The names of World Cup record holders are like a roll-call of footballing greats and every four years players such as Pele, Miroslav Klose, Diego Maradona, and Jose Batista must wonder whether their feats will be surpassed.
Hold on. Jose Batista? Who’s Jose Batista?
If Batista’s name seems out of place alongside the only player to win three World Cups, the highest goalscorer in the tournament’s history, and the man with most appearances as a team captain, then cast your mind back to Mexico 1986.
Less than a minute had gone in Uruguay’s final group game against Scotland when the French referee showed Batista a red card for a challenge on Gordon Strachan. Officially timed at 52 seconds, it remains the fastest sending off in World Cup history.
“Some people hadn’t even sat down to watch the game and I was already off,” Batista told Reuters.

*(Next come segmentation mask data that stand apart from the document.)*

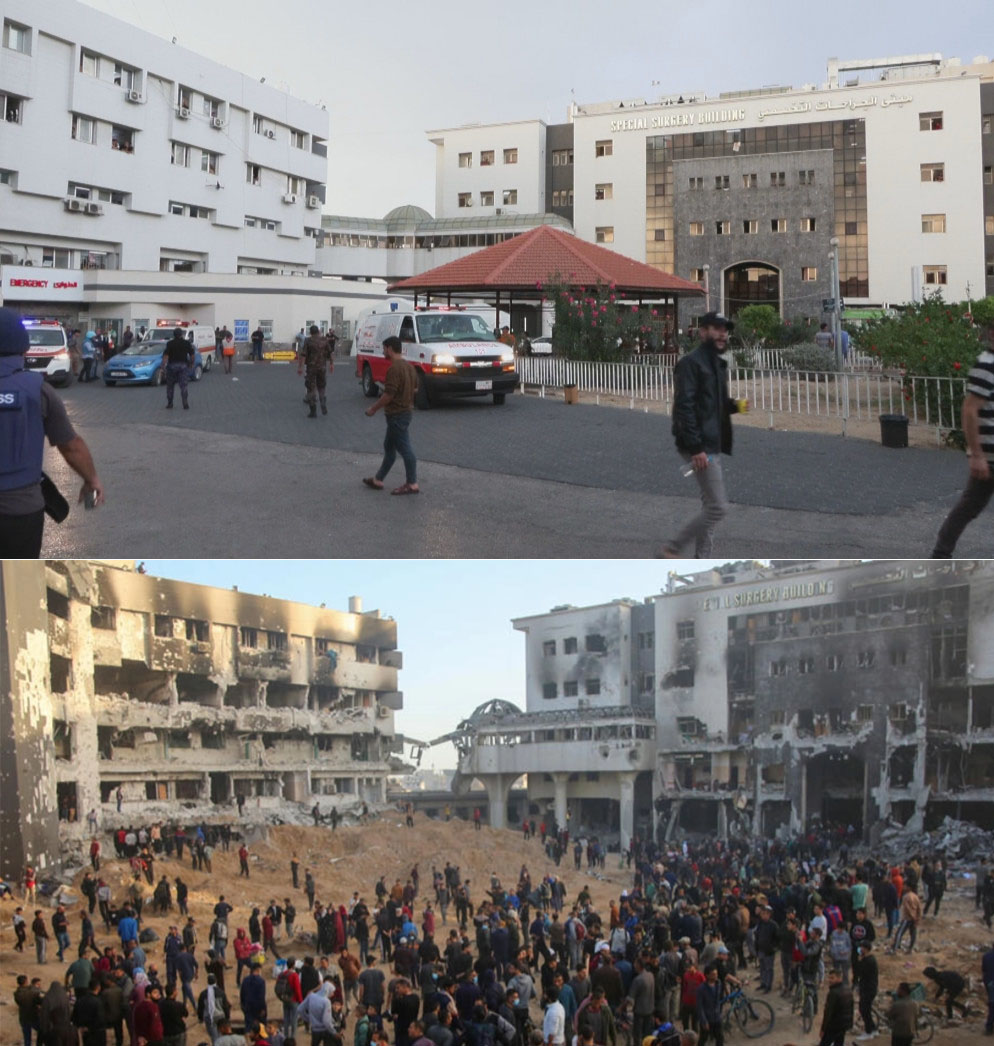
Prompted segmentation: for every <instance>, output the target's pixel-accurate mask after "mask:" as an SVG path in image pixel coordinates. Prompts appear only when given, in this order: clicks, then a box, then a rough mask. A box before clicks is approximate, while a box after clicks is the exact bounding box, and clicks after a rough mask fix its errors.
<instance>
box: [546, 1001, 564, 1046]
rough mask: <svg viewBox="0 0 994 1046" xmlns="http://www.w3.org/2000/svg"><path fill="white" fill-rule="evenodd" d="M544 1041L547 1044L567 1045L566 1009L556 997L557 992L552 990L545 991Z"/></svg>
mask: <svg viewBox="0 0 994 1046" xmlns="http://www.w3.org/2000/svg"><path fill="white" fill-rule="evenodd" d="M542 1042H543V1043H544V1044H545V1046H565V1044H566V1010H565V1009H564V1008H563V1004H562V1003H561V1002H560V1001H559V999H557V998H556V992H555V991H552V990H550V991H547V992H546V993H545V1018H544V1019H543V1021H542Z"/></svg>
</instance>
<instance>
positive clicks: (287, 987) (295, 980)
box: [281, 955, 303, 1039]
mask: <svg viewBox="0 0 994 1046" xmlns="http://www.w3.org/2000/svg"><path fill="white" fill-rule="evenodd" d="M281 1001H283V1033H284V1039H290V1038H292V1037H294V1036H295V1034H296V1030H297V1006H299V1005H300V1003H301V1002H303V992H302V991H301V990H300V976H299V974H297V963H296V960H295V959H294V957H293V956H292V955H288V956H287V987H286V991H285V992H284V996H283V1000H281Z"/></svg>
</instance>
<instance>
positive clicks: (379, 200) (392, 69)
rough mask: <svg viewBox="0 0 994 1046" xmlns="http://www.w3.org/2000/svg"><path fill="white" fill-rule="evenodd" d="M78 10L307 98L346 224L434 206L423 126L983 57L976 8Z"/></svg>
mask: <svg viewBox="0 0 994 1046" xmlns="http://www.w3.org/2000/svg"><path fill="white" fill-rule="evenodd" d="M87 2H88V3H89V4H90V6H93V7H96V8H98V9H100V10H104V12H106V13H107V14H109V15H113V16H114V17H116V18H120V19H122V20H123V21H127V22H130V23H132V24H133V25H136V26H138V27H139V28H142V29H145V30H148V31H149V32H154V33H156V35H157V36H160V37H164V38H165V39H166V40H170V39H172V38H173V37H176V38H177V42H178V44H179V45H180V46H183V47H186V48H189V49H190V50H194V51H198V52H200V53H202V54H205V55H207V56H209V58H211V59H212V60H214V61H217V62H220V63H222V64H223V65H227V66H230V67H231V68H234V69H238V70H240V71H241V72H244V73H247V74H250V75H257V76H259V77H262V76H265V77H266V81H267V83H269V84H272V85H275V86H277V87H280V88H283V89H288V90H289V91H290V92H291V93H292V94H294V95H296V96H297V97H300V98H303V99H304V100H307V101H312V103H315V104H323V105H325V106H326V107H327V111H329V115H330V117H331V138H330V141H329V158H330V163H329V178H327V203H326V205H325V208H324V210H325V212H326V213H332V214H349V215H354V217H362V218H382V217H383V215H384V214H385V213H386V212H387V211H388V210H390V209H391V208H393V207H397V206H400V205H401V204H407V203H413V204H416V205H419V206H421V207H424V208H425V209H426V210H428V211H429V212H431V213H434V211H435V198H434V146H433V145H431V144H430V143H429V141H428V138H427V136H426V134H425V132H426V131H428V130H438V129H444V128H454V127H459V126H461V124H465V123H496V122H507V121H512V120H525V119H543V120H545V121H546V122H549V123H561V122H565V120H566V113H567V110H568V107H569V104H570V100H571V99H575V101H577V103H579V104H583V103H595V101H609V100H612V99H623V98H624V99H628V98H646V99H647V100H652V98H654V97H657V96H659V95H660V94H670V93H673V92H681V93H682V92H687V91H700V90H703V91H705V92H706V93H707V94H708V95H710V96H714V95H717V94H718V93H719V92H720V91H729V90H743V89H748V88H756V87H762V86H766V85H771V84H781V85H791V86H794V87H799V86H800V85H803V84H809V83H810V84H821V83H823V82H824V79H826V75H827V74H826V63H827V60H828V59H829V58H830V56H835V58H839V59H844V60H849V59H872V58H881V56H884V55H896V54H919V53H931V52H936V51H937V52H940V53H942V54H943V55H944V56H946V58H950V56H956V58H959V59H962V60H963V61H964V62H965V63H967V62H970V61H971V60H972V59H973V58H974V56H975V55H977V54H980V53H987V54H994V29H992V26H994V13H992V4H991V0H948V2H946V3H944V4H941V5H936V4H935V3H934V0H869V2H867V0H833V2H832V3H824V4H815V3H797V2H796V0H765V2H763V3H761V4H756V3H751V4H750V3H741V2H739V0H697V2H696V3H686V2H682V0H681V2H679V3H678V2H675V0H656V2H655V3H650V2H649V0H613V2H611V3H604V2H603V0H501V2H500V3H488V4H481V3H478V2H476V0H421V2H420V3H411V2H410V0H377V2H375V3H362V4H360V3H356V2H354V0H353V2H347V3H346V2H344V0H294V2H293V3H292V4H274V3H271V2H270V0H87ZM94 46H98V42H94ZM115 56H118V55H115ZM119 56H120V58H123V59H127V58H128V55H119Z"/></svg>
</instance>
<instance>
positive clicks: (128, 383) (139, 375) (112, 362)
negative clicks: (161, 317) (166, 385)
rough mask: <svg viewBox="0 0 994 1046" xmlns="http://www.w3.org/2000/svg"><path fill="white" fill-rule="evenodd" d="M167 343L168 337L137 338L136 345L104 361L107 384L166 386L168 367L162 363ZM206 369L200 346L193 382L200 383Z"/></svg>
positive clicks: (104, 370)
mask: <svg viewBox="0 0 994 1046" xmlns="http://www.w3.org/2000/svg"><path fill="white" fill-rule="evenodd" d="M165 346H166V341H165V339H164V338H162V339H156V340H154V341H136V342H135V343H134V344H133V345H129V346H128V348H126V349H123V350H122V351H120V353H118V354H117V355H116V356H112V357H111V358H110V359H109V360H108V361H107V363H106V364H104V384H105V385H145V384H148V385H162V384H164V383H165V369H164V367H163V366H162V350H163V349H164V348H165ZM203 372H204V359H203V357H202V356H201V355H200V349H199V348H195V349H194V365H193V367H190V371H189V377H190V381H195V382H199V381H200V376H201V374H202V373H203Z"/></svg>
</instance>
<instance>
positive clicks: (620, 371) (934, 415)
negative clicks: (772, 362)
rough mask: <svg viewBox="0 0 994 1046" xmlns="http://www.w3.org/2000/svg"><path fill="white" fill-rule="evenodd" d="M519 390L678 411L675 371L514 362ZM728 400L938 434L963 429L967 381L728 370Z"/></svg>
mask: <svg viewBox="0 0 994 1046" xmlns="http://www.w3.org/2000/svg"><path fill="white" fill-rule="evenodd" d="M517 368H518V374H519V377H520V379H521V383H522V386H533V387H536V388H538V389H539V390H540V392H541V393H542V394H544V392H545V390H546V389H561V388H563V387H564V386H566V385H575V386H577V388H578V389H579V390H580V391H582V392H592V393H594V394H596V395H598V396H600V395H606V396H615V397H617V399H622V400H628V401H629V406H630V407H631V408H633V409H634V408H635V407H636V406H639V405H642V404H648V403H659V404H661V405H662V406H663V408H664V409H665V411H667V412H668V413H669V412H671V411H672V409H673V393H674V388H673V366H672V365H670V364H661V363H660V364H656V365H654V366H650V365H647V363H646V361H645V359H643V360H642V361H640V362H639V363H601V362H596V361H589V360H567V359H565V358H563V357H538V356H524V357H520V358H519V359H518V361H517ZM728 388H729V394H730V395H732V396H733V397H736V399H745V400H748V401H749V405H750V409H751V410H763V411H767V412H769V413H771V414H806V415H812V416H819V417H834V418H840V419H842V420H843V422H844V420H846V419H850V418H854V419H865V420H873V419H875V418H878V417H879V416H880V415H881V414H906V415H907V416H908V419H909V422H910V424H912V425H923V426H930V427H934V428H935V429H936V430H941V429H956V428H958V427H959V404H961V403H962V401H963V397H964V395H965V393H966V379H965V378H919V377H913V378H903V379H902V378H901V377H900V376H898V374H888V373H885V372H884V371H882V370H879V371H875V372H860V371H858V370H844V371H841V372H818V371H797V370H786V369H763V368H756V367H739V366H735V365H731V366H729V368H728Z"/></svg>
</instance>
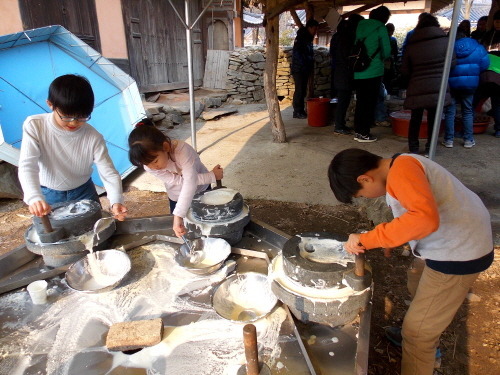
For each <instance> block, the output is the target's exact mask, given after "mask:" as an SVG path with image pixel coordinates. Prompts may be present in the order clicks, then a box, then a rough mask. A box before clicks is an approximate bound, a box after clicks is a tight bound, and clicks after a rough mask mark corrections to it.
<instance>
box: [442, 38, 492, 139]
mask: <svg viewBox="0 0 500 375" xmlns="http://www.w3.org/2000/svg"><path fill="white" fill-rule="evenodd" d="M463 36H464V35H463V34H462V33H460V30H458V32H457V40H456V41H455V55H456V65H455V67H454V68H453V69H452V70H451V71H450V78H449V79H448V84H449V86H450V91H451V97H452V102H451V104H450V105H449V106H447V107H445V110H444V112H445V133H444V140H443V142H442V145H443V146H445V147H447V148H451V147H453V138H454V136H455V113H456V105H457V103H460V106H461V109H462V124H463V139H464V147H465V148H472V147H473V146H474V145H475V144H476V143H475V141H474V136H473V131H472V128H473V127H472V125H473V122H474V109H473V107H472V99H473V96H474V92H475V91H476V89H477V87H478V86H479V75H480V74H481V72H483V71H484V70H486V69H487V68H488V65H489V64H490V61H489V58H488V53H487V52H486V49H485V48H484V47H483V46H482V45H481V44H479V43H478V42H477V41H476V40H475V39H472V38H468V37H463Z"/></svg>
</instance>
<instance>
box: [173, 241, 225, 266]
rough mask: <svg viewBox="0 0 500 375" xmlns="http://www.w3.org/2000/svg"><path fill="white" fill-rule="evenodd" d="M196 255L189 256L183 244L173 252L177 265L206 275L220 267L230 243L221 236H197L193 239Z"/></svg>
mask: <svg viewBox="0 0 500 375" xmlns="http://www.w3.org/2000/svg"><path fill="white" fill-rule="evenodd" d="M194 242H195V243H196V244H197V245H196V246H195V249H196V252H197V253H198V255H197V256H195V257H191V256H190V254H189V249H188V247H187V246H186V245H185V244H184V245H182V246H181V247H180V249H179V251H177V252H176V254H175V261H176V262H177V264H178V265H180V266H181V267H183V268H185V269H186V270H188V271H189V272H192V273H195V274H197V275H208V274H211V273H213V272H215V271H217V270H218V269H219V268H221V267H222V265H223V264H224V261H225V260H226V259H227V257H228V256H229V254H231V245H229V243H228V242H227V241H226V240H224V239H222V238H210V237H207V238H198V239H196V240H195V241H194Z"/></svg>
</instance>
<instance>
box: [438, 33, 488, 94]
mask: <svg viewBox="0 0 500 375" xmlns="http://www.w3.org/2000/svg"><path fill="white" fill-rule="evenodd" d="M455 55H456V57H457V64H456V65H455V67H454V68H453V69H452V70H451V71H450V78H449V80H448V83H449V85H450V88H451V89H452V90H460V91H464V92H471V93H472V92H474V91H475V90H476V88H477V87H478V86H479V76H480V74H481V72H482V71H484V70H486V69H487V68H488V66H489V65H490V59H489V58H488V52H486V49H485V48H484V47H483V46H482V45H480V44H479V43H478V42H477V41H476V40H474V39H472V38H462V39H458V40H457V41H456V42H455Z"/></svg>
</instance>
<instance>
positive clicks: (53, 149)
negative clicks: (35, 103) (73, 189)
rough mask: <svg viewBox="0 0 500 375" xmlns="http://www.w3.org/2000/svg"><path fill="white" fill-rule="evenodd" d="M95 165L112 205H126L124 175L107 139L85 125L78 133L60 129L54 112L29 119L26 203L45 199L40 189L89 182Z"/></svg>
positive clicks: (79, 130)
mask: <svg viewBox="0 0 500 375" xmlns="http://www.w3.org/2000/svg"><path fill="white" fill-rule="evenodd" d="M93 164H95V165H96V167H97V171H98V172H99V176H100V177H101V180H102V182H103V184H104V188H105V189H106V192H107V196H108V199H109V202H110V204H111V205H113V204H115V203H123V195H122V183H121V178H120V174H119V173H118V171H117V170H116V169H115V167H114V165H113V162H112V161H111V158H110V157H109V154H108V149H107V148H106V143H105V141H104V138H103V136H102V135H101V134H100V133H99V132H98V131H97V130H95V129H94V128H93V127H92V126H91V125H89V124H87V123H85V124H83V125H82V127H81V128H79V129H78V130H76V131H74V132H70V131H67V130H63V129H61V128H60V127H58V126H57V124H56V123H55V120H54V114H53V113H44V114H40V115H33V116H29V117H28V118H27V119H26V120H25V121H24V124H23V140H22V144H21V156H20V158H19V180H20V182H21V186H22V188H23V192H24V201H25V202H26V203H27V204H32V203H34V202H36V201H39V200H44V197H43V194H42V191H41V188H40V186H45V187H48V188H50V189H53V190H59V191H67V190H71V189H75V188H77V187H79V186H81V185H83V184H84V183H85V182H87V181H88V180H89V178H90V176H91V174H92V165H93Z"/></svg>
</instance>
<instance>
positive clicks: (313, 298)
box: [269, 255, 368, 302]
mask: <svg viewBox="0 0 500 375" xmlns="http://www.w3.org/2000/svg"><path fill="white" fill-rule="evenodd" d="M269 275H270V277H271V278H272V279H273V280H274V281H276V282H277V283H279V284H280V285H281V286H282V287H283V288H285V289H286V290H287V291H288V292H290V293H292V294H295V295H299V296H302V297H308V298H310V299H314V300H316V301H331V300H339V301H341V302H345V301H346V300H347V299H348V298H349V297H350V296H353V295H358V294H362V293H364V290H362V291H359V292H356V291H354V290H353V289H352V288H351V287H349V286H347V285H346V286H345V287H344V288H338V287H332V288H322V289H317V288H312V287H306V286H303V285H301V284H299V283H298V282H295V281H293V280H292V279H291V278H289V277H288V276H286V274H285V271H284V269H283V257H282V255H278V256H276V257H275V258H274V259H273V261H272V263H271V264H270V265H269ZM367 289H368V288H367Z"/></svg>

“I went into the dressing room and the kit man asked me what I was doing. I got sent off, I said. He didn’t believe me. How can you have been sent off when they’re still playing the national anthem? He had to look out the dressing room window to see if I was telling the truth.”
The truth has followed Batista around ever since but the 56-year old says it does not define him. He was sent off only “three or four times” during a 22-year professional career that included more than 60 goals, not bad for a defender.
Now coaching football and tennis at a club in suburban Buenos Aires, Batista is by now tired of the repeated reminders.
Sometimes he denies all knowledge and feigns mistaken identity. Sometimes he laughs. Sometimes he says, why don’t you ask me about the goals I scored?
He would love for someone to break his record in Russia and free him from this lifetime of notoriety. He is not hopeful.
“I don’t think so,” he answered, when asked if his record would ever fall. “Three or four minutes maybe but 52 seconds, I doubt it. It would be great if someone gets sent off that quick and finally this would all be over for me. But that’s the way it is. I wear this like a shirt.”